| name | documentation-management |
| description | This skill should be used when creating a new .md file, completing an analysis or audit, deciding whether to archive or delete docs, or when uncertain if something should be documented. Covers document types, naming conventions, the "Link Test", and when to extract patterns to skills. |
Documentation Management
Maintain clean, useful documentation by following clear guidelines for what to create, how to name it, where to put it, and when to archive or delete it.
When to Use This Skill
Invoke this skill when:
✅ Creating Documentation
- About to create a new .md file
- Completing an analysis or audit
- Documenting a decision or design
- Uncertain if something should be documented
✅ Maintaining Documentation
- Reviewing existing docs for relevance
- Deciding whether to archive or delete
- Organizing documentation structure
- Creating index/README files
✅ Meta Questions
- "Should I document this?"
- "Where does this doc belong?"
- "Is this still useful or just clutter?"

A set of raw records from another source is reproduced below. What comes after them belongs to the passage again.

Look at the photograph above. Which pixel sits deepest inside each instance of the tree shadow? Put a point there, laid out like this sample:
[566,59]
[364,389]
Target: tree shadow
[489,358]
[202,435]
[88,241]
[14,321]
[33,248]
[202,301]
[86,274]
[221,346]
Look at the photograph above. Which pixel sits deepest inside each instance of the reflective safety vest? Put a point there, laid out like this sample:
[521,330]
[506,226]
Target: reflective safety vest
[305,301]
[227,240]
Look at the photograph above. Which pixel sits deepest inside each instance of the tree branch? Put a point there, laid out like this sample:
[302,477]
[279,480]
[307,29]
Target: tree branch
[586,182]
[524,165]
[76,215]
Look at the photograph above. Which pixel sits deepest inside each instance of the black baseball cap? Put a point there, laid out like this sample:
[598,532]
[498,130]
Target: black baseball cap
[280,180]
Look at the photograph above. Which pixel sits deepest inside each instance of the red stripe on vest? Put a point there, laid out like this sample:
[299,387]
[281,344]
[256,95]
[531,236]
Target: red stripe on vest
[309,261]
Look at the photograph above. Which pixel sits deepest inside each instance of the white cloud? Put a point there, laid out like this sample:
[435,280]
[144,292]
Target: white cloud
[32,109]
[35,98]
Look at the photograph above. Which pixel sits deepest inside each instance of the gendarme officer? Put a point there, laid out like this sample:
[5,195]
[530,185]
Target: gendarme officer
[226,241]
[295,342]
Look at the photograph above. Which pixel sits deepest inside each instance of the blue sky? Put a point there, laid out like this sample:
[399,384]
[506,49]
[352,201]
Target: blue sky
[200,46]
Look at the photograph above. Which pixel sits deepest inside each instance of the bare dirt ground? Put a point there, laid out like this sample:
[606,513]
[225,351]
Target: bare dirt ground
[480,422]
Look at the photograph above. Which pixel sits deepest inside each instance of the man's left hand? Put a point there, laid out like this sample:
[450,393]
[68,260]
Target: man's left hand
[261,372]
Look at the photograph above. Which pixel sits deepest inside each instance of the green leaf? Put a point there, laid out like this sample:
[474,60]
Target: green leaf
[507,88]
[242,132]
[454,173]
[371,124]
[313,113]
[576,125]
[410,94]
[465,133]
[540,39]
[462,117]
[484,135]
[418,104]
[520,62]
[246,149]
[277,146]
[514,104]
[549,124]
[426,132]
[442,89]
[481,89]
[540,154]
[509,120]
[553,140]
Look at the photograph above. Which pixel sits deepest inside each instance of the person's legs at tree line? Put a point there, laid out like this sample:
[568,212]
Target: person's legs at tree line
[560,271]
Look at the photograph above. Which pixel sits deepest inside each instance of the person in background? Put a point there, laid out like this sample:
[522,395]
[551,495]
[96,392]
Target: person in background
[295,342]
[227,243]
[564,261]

- "What should I name this file?"
The Problem: Documentation Clutter
What Happens Without Clear Policies
Timeline:
T0: Create ANALYSIS.md during investigation
T1: Create FIX_PLAN.md with proposed changes
T2: Implement fixes, create skills encoding patterns
T3: Create ANOTHER_ANALYSIS.md for different issue
T4: Months later...
↓
docs/ directory has 20+ files
↓
Generic names: ANALYSIS.md, AUDIT.md, PLAN.md
No dates, no clear relevance
↓
Can't tell what's current vs historical
Can't tell what's useful vs clutter
↓
New developers overwhelmed
Nobody links to these docs
Nobody maintains them
Result: Documentation becomes write-only. Nobody reads it, nobody trusts it.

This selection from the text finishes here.